Are you drilling into the wishlist itself? If you just look at the top level (Show upcoming matches), it lists shows for all wishlists and that is a shorter list. Those are limited to a number of shows (10 items) which may appear to be 3 days. (I have one wishlist that only has two items and the second is 10 days out.)

Select the wishlist itself to see the full list for that wishlist.


----------



## Mikeguy (Jul 28, 2005)

Yep, this is looking within the specific wishlist itself. Checking just now, my Movies upcoming list goes thru noon on Wednesday, July 17, and shows a total of (exactly) 300 hits. Based on that round number, I have a working guess that that is the limit for the number of shows for the database to display. 

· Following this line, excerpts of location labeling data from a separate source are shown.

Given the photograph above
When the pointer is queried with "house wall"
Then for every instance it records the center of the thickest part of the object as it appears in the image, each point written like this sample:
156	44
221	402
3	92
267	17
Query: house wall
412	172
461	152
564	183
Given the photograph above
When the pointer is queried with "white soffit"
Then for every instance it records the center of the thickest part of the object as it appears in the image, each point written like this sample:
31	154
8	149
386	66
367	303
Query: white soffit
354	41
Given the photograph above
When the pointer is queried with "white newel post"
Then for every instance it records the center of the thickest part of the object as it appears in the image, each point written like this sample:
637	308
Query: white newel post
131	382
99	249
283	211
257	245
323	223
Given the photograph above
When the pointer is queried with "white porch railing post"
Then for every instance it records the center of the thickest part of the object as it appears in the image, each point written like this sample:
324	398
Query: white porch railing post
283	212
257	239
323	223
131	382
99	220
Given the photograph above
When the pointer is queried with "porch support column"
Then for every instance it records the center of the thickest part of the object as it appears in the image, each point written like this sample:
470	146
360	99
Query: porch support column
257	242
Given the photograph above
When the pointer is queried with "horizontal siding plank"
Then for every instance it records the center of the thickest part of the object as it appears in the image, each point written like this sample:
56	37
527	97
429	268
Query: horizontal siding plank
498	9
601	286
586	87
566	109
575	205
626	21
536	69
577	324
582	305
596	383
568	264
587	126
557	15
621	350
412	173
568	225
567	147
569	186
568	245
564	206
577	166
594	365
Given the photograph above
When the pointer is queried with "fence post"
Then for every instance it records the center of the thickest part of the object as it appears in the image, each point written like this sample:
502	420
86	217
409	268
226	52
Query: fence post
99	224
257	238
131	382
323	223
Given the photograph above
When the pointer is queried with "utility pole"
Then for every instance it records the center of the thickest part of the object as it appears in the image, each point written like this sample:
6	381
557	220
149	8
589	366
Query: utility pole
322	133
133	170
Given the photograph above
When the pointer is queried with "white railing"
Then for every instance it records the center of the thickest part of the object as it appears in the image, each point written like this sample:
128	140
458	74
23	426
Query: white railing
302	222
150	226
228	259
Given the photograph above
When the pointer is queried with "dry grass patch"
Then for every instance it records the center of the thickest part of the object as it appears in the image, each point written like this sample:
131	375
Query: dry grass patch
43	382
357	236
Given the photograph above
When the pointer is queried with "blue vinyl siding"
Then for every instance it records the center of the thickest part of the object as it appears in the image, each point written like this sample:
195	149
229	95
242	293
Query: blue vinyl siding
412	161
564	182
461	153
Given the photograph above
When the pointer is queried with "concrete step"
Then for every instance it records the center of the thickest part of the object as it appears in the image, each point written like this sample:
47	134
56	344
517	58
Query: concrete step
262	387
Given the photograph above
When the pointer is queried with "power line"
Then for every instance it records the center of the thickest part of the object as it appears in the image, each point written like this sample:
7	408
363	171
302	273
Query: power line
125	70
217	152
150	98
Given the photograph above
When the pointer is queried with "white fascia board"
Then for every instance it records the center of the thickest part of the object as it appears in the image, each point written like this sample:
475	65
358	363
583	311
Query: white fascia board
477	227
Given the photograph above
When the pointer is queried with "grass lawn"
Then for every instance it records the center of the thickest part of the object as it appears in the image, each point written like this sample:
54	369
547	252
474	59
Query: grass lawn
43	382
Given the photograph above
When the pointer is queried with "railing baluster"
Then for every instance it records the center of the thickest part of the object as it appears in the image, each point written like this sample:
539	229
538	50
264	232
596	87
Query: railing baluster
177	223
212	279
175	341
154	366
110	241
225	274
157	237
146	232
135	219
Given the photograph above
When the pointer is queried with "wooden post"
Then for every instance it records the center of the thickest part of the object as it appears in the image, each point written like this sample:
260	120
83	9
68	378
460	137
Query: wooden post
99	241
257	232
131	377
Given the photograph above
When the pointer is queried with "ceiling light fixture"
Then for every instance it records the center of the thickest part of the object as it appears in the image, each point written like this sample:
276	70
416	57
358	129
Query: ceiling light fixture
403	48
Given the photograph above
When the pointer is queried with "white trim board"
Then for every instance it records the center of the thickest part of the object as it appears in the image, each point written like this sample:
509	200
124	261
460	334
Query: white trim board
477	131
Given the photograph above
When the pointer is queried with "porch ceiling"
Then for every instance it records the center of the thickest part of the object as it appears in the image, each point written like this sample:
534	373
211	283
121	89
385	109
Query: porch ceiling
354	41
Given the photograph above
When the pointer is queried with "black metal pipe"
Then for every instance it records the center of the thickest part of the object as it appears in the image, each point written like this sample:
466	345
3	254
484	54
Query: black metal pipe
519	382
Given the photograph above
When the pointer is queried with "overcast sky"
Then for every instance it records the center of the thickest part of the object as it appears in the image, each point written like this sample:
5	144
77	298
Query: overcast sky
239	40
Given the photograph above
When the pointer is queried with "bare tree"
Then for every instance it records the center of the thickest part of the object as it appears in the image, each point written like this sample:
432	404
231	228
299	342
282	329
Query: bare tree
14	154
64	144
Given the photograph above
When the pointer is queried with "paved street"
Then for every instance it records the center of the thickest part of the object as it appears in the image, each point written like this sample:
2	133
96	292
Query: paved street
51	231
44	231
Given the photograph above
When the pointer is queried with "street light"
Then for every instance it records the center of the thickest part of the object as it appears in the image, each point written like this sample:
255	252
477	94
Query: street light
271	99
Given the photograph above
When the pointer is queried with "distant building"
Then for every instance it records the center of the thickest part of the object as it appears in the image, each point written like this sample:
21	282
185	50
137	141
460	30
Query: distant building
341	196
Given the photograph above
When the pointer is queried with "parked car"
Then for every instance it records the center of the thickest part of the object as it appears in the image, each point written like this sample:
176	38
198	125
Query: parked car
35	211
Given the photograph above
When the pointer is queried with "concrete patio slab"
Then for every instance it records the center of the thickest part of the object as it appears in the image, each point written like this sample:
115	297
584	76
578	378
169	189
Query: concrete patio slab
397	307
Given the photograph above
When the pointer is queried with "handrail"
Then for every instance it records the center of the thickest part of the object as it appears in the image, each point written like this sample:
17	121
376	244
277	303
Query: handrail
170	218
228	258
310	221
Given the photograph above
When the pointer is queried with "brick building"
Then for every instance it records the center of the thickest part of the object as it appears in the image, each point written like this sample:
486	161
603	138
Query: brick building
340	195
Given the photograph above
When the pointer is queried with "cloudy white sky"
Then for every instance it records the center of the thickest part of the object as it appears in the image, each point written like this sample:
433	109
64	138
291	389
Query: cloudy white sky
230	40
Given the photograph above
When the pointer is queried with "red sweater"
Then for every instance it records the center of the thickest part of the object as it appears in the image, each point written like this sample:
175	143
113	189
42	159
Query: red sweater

Again, this is under my Movies wishlist. If I apply the Movies filter to the Live Guide (by pressing the "C" button and choosing movies), I get a Guide listing of movies for the entire duration of the Guide.


----------



## Mikeguy (Jul 28, 2005)

Followed up again this morning with my Movies wishlist (I'm just curious here), and this morning it shows the next 3 days plus 3 hours or so of hits (yesterday it was around 2 days 18 hours). Once again, showing the next upcoming 300 (exactly) hits. Making me think that there indeed is a 300-hit limit to what a wishlist will show.


----------